Kansas Secretary of Commerce
- In office 1991–1992
- Governor: Joan Finney

Personal details
- Born: November 11, 1957 (age 68) Bucks County, Pennsylvania, U.S.
- Spouse: Dave Owen
- Education: Delaware Valley University (BS)

= Laura Owen =

American business executive, entrepreneur and political appointee

Laura Owen (born Laura Smith, November 11, 1957) is an American business executive, entrepreneur, and former political appointee. Under the name Laura Nicholl, she was the first woman appointed to serve as Kansas Secretary of Commerce.

==Early life and education==
A native of Bucks County, Pennsylvania, she attended Council Rock High School in Newtown, Pennsylvania. She earned a Bachelor of Science degree in Business Administration from Delaware Valley University and attended the University of Paris. Owen was the first woman executive hired as part of an executive training program at St. Regis Paper Company.

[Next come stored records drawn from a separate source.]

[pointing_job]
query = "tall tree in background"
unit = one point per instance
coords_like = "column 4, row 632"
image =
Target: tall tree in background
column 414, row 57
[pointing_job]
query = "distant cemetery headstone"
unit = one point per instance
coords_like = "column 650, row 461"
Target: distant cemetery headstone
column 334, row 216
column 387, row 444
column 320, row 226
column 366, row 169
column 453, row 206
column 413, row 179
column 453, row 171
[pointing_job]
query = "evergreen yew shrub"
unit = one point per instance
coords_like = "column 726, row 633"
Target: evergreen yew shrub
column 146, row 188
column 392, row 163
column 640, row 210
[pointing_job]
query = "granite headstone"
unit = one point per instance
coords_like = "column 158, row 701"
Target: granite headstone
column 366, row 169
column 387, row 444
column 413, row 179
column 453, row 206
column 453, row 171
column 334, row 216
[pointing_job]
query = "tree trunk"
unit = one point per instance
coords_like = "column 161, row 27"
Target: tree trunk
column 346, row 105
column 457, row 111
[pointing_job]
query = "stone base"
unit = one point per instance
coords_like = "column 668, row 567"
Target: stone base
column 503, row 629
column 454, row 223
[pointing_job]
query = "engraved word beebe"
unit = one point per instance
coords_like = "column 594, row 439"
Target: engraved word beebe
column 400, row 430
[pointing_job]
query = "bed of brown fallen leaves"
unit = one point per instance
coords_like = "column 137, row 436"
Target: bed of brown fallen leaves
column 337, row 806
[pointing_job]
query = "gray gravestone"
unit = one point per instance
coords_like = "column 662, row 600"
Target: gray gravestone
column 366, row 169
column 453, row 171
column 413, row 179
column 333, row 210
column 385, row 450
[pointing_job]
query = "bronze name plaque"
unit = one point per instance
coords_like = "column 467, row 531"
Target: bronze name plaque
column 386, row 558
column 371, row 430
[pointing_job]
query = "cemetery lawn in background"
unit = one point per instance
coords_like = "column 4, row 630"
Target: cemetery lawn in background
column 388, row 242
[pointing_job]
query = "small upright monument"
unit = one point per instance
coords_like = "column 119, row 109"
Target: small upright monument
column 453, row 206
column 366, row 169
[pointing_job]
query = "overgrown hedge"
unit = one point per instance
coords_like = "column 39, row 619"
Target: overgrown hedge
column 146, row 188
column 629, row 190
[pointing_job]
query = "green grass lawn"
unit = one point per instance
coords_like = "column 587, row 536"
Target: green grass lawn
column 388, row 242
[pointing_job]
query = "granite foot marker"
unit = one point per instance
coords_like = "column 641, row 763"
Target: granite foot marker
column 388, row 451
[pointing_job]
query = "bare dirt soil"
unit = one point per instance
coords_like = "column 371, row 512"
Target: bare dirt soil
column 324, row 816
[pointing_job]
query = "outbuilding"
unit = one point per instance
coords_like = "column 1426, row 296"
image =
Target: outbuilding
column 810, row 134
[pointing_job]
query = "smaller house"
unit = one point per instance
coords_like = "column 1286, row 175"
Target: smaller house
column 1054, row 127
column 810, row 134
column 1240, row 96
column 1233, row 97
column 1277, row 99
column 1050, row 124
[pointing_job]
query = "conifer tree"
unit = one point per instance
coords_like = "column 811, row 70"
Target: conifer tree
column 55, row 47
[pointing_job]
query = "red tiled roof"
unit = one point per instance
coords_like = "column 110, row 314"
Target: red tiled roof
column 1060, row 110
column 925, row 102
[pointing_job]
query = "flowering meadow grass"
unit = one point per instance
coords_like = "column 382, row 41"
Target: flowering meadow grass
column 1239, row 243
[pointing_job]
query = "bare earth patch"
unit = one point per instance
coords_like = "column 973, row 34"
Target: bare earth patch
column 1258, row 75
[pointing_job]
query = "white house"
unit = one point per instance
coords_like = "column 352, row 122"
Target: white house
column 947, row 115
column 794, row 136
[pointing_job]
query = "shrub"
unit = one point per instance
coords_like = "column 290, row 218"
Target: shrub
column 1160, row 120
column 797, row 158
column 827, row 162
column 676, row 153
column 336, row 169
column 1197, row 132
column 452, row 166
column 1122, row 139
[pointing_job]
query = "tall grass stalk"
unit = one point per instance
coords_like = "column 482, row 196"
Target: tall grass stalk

Owen worked as a financial advisor, and for Stephens Inc. investment bank, in the 1980s.

== Career ==
In January 1991, she was appointed Secretary of Commerce by Governor Joan Finney at the start of Finney's administration. Finney claimed to have dismissed Owen in June 1992, officially because the governor disapproved of her overseas travel expenses. Owen claimed to have resigned, defended her travel expenses and pointed out that her departure came after a disagreement between her and the governor about a proposed mortgage revenue bond issue, which later came under fire by Kansas state lawmakers. The dismissal was one of many during the first eighteen months of Finney's administration, in which 10 cabinet posts were held by 21 people.

Owen and her husband, former Kansas Lieutenant Governor Dave Owen, founded ICOP Digital, Inc., a business which engineered and marketed mobile video and digital surveillance products. The company traded in the NASDAQ under the ticker ICOP and received the Patriot Award from the United States Department of Defense in 2008. She served as president and Chief Operating Officer while David Owen served as CEO. ICOP's first international market was Saudi Arabia. The company ceased operations in December 2010 and was in bankruptcy proceedings when it was acquired by Safety Vision LLC in 2011.

Owen is the founder and CEO of Ponscio, an online social network that aims to advance the lives of women entrepreneurs through education, mentoring and access to capital. The company is part of the Global Innovation through Science and Technology initiative and collaborates with the United Nations Foundation's Global Accelerator program. Owen was also the founder and CEO of PontSalus, a healthcare consulting company. Owen worked on the board of Heart to Heart International, a philanthropic institution, and she and her husband donated $250,000 to establish the David C. Owen Leadership Institute at Ottawa University. In 2012, she was named to the Board of Trustees of Delaware Valley University.